Dile kolay, tam 20 yıl. Her yıl onlarca toplantı, yüzlerce evrak, binlerce “sayın üyemiz” hitabıyla geçen bir ömür. Mahmut Serdar Kocadon, bu yirmi yıl boyunca yalnızca bir koltukta oturmadı; oturduğu her koltuğu “görünür ve duyulur” hale getirdi.

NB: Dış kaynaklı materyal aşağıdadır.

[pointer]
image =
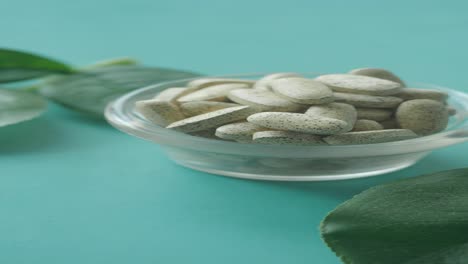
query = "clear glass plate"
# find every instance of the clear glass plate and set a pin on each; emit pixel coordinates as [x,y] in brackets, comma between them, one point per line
[279,162]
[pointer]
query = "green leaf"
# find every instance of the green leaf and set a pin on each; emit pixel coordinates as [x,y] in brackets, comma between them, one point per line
[421,220]
[18,106]
[17,66]
[91,90]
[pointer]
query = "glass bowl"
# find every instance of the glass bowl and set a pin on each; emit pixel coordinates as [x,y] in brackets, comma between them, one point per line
[280,162]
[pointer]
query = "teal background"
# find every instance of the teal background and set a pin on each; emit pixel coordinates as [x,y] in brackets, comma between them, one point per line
[75,190]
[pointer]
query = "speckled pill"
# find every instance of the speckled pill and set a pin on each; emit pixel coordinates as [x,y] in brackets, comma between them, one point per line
[286,138]
[264,83]
[241,131]
[159,112]
[366,125]
[451,111]
[350,83]
[171,94]
[201,107]
[362,100]
[378,73]
[416,93]
[299,123]
[302,90]
[212,119]
[205,82]
[370,137]
[375,114]
[217,92]
[423,116]
[340,111]
[389,124]
[263,100]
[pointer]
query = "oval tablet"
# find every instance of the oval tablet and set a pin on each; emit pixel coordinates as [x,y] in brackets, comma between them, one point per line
[263,100]
[423,116]
[340,111]
[299,123]
[264,83]
[241,131]
[375,114]
[389,124]
[159,112]
[302,90]
[201,107]
[286,138]
[217,92]
[451,111]
[170,94]
[378,73]
[370,137]
[366,125]
[205,82]
[413,93]
[372,101]
[350,83]
[211,119]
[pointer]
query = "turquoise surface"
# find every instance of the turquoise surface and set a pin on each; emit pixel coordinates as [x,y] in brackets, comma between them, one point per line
[75,190]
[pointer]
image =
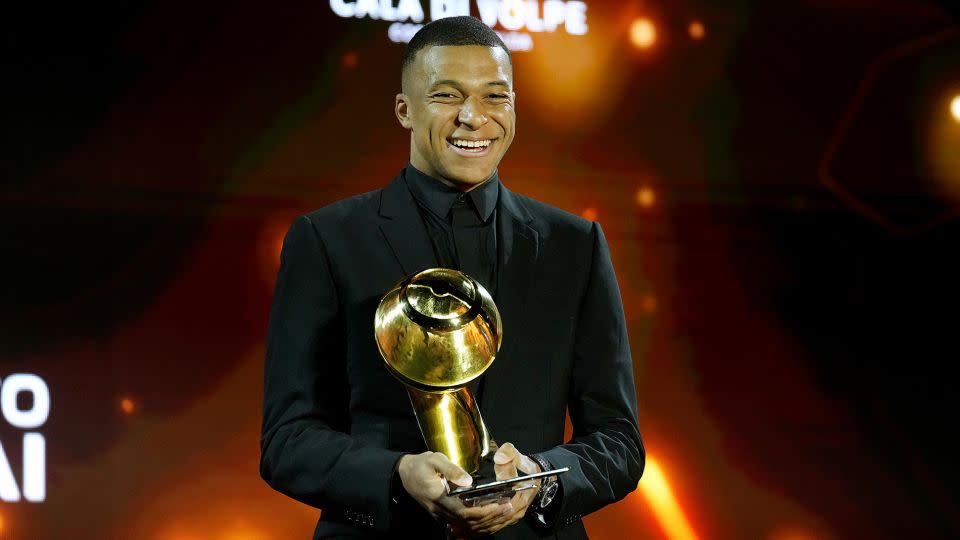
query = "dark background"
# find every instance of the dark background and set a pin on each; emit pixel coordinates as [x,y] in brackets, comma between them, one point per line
[779,196]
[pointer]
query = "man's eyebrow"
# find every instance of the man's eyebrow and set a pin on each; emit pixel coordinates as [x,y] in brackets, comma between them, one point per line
[451,82]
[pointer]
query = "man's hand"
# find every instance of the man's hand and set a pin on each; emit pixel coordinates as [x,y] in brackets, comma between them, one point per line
[507,461]
[425,477]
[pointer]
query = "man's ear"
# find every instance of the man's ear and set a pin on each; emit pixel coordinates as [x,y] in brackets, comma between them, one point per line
[402,109]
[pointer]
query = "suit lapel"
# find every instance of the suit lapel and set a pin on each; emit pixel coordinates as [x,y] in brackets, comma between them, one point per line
[519,249]
[403,229]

Ve sonunda o meşhur gün geldi çattı:
Cumhurbaşkanı Recep Tayyip Erdoğan, Türkiye Odalar ve Borsalar Birliği’nin (TOBB) Ankara’daki İkiz Kuleler’indeki törende, Hizmet Şeref Plaketi’ni Kocadon’a bizzat takdim etti. Sahne sade ama anlamı derindi: Bu sadece bir plaket değil, 20 yıl boyunca “kalıcı olanın” ödüllendirilmesiydi.
Başkan mı, Delege mi, Gölge Başkan mı? Unvanlar Değil, Devamlılık Önemli
Şu an Bodrum Belediye Başkanı mı? Meçhul. Ticaret odası başkanı mı? Muhtemelen evet. Ama önemli olan bu değil. Önemli olan, ne zaman “Bodrum” dense bir şekilde sahneye çıkmayı başarması.
Yirmi yıl boyunca ISO belgeleriyle kurumsallık, coğrafi işaretli ürünlerle aidiyet, dijital dönüşümle çağa ayak uydurma, kadın girişimcilerle duyarlılık sağladı. Her projede bir “vizyon” kelimesi geçti. Ve hepsi “örnek teşkil eden projeler” klasörüne konuldu.
Bütün bunların üstüne bir de Cumhurbaşkanı’nın eliyle verilen plaket eklendi mi, artık geçmiş yalnızca bir biyografi değil, bir anıt haline geliyor.
Recep Tayyip Erdoğan’dan Takdir, TOBB’dan Sahne, Bodrum’dan Alkış
Törende Cumhurbaşkanı Erdoğan’ın yaptığı konuşmada şu sözler özellikle dikkat çekti:
“Plaket alan isimler yalnızca kendi kurumlarına değil, tüm Türkiye’ye hizmet ettiler.”
Bu cümle, 20 yılın özetiydi belki de. Çünkü Kocadon sadece Bodrum’u temsil etmedi; Bodrum üzerinden Türkiye’nin girişimci ruhuna bir pencere açtı. Bu plaket, tam da bu pencerenin önüne yerleştirilmiş bir teşekkür notu gibiydi.
Artık Her Zeytinyağlıda Biraz Şeref Var
Mahmut Serdar Kocadon’un aldığı Hizmet Şeref Plaketi, sadece bir ödül değil. Aynı zamanda “Bodrum’da 20 yıl boyunca taş üstüne taş koyan birinin arkasında devletin de bir alkış tuttuğunun” belgesidir.
Bu noktadan sonra artık her açılışta, her oda faaliyetinde, her raporun son sayfasında o plaketin gölgesi olur.
Ve biz de şöyle deriz:
“Evet, bu işlerde Kocadon’un parmağı var. Hem de Recep Tayyip Erdoğan onaylı.”